Amantadine (Symmetrel [R]) is an anti-viral dopamine agonist used as a secondary medication for PD treatment in patients experiencing muscle rigidity and tremors. It usually is added to other drug therapy and is not used as a solo or primary drug therapy (PDE 2010c). When amantadine is added to carbidopa-levodopa therapy, it can help prolong the on time and decrease the tremors, dyskinesias, and muscle fatigue (Snyder & Adler, 2007). The greatest therapeutic effect is noted when the drug is added to levodopa therapy. The drug should not be discontinued abruptly; doing so can cause a Parkinsonian crisis or neuroleptic malignant syndrome. Patients with liver or renal dysfunction and older adults may require dosage adjustment and close monitoring (Edmunds & Mayhew, 2009).
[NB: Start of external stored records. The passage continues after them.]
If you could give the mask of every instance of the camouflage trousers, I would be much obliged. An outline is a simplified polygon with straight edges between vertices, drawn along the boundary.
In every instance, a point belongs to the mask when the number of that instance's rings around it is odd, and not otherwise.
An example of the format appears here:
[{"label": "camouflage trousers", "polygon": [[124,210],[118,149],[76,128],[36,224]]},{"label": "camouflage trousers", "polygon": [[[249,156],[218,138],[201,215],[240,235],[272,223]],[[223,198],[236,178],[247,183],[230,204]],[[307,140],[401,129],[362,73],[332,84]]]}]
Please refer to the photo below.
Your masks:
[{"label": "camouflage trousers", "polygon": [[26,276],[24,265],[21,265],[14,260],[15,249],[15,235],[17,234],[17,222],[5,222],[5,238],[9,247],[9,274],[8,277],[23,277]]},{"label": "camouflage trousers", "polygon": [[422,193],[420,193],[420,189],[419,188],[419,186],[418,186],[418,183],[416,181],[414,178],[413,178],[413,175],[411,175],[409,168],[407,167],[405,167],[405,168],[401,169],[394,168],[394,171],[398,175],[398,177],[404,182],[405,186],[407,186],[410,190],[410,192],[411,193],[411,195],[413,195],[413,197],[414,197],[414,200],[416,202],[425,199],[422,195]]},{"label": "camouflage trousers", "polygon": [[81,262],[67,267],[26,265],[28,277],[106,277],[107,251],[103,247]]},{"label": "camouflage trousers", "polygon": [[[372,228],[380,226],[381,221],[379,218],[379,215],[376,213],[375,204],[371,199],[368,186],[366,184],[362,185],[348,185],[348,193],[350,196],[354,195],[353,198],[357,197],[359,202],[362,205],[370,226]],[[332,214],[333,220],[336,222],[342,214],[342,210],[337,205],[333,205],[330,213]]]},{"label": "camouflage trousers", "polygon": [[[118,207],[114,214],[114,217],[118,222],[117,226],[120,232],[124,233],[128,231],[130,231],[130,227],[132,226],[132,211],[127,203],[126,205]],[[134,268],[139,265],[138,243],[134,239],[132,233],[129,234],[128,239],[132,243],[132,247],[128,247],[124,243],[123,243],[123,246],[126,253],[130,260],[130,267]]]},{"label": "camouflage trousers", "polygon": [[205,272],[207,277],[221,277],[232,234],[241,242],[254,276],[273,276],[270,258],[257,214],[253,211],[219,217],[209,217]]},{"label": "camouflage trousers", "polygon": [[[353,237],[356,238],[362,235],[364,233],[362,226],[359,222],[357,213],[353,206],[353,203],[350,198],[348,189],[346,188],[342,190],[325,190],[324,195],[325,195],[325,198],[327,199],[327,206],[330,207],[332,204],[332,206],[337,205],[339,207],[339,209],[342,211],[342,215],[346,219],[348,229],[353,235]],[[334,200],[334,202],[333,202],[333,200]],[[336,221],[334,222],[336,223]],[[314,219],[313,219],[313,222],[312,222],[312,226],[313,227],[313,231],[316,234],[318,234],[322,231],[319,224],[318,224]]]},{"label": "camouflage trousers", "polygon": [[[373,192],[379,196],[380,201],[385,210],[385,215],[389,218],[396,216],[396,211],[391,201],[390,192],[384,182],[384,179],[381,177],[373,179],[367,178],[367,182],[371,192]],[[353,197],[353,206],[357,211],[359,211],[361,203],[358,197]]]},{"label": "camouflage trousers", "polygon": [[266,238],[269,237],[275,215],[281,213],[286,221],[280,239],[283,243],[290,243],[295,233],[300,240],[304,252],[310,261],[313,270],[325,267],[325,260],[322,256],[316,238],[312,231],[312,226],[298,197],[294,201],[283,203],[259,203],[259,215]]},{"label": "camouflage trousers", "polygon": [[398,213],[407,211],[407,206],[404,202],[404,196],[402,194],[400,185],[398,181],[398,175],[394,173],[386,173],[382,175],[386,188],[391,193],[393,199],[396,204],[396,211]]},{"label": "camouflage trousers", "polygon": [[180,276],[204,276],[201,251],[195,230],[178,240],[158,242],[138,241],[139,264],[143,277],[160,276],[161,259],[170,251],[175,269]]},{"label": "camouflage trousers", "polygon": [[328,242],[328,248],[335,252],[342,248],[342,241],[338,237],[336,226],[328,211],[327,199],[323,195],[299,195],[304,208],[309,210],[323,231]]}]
Anti-cholinergic drugs, such as benzotropine (Cogentin [R]) and tri-hexphenidyl hydrochloride (Artane [R]), are used in PD to help decrease the activity of acetylcholine, thus balancing the production of dopamine and acetylcholine. Acetylcholine is a neurotransmitter which also controls movement; anti-cholinergic drugs play a small role in treatment of mild, early resting tremors associated with PD. They can cause blurred vision, dry mouth, and urinary retention, and cannot be used with other drugs. They are rarely used as primary drug therapy (PDE 2010c).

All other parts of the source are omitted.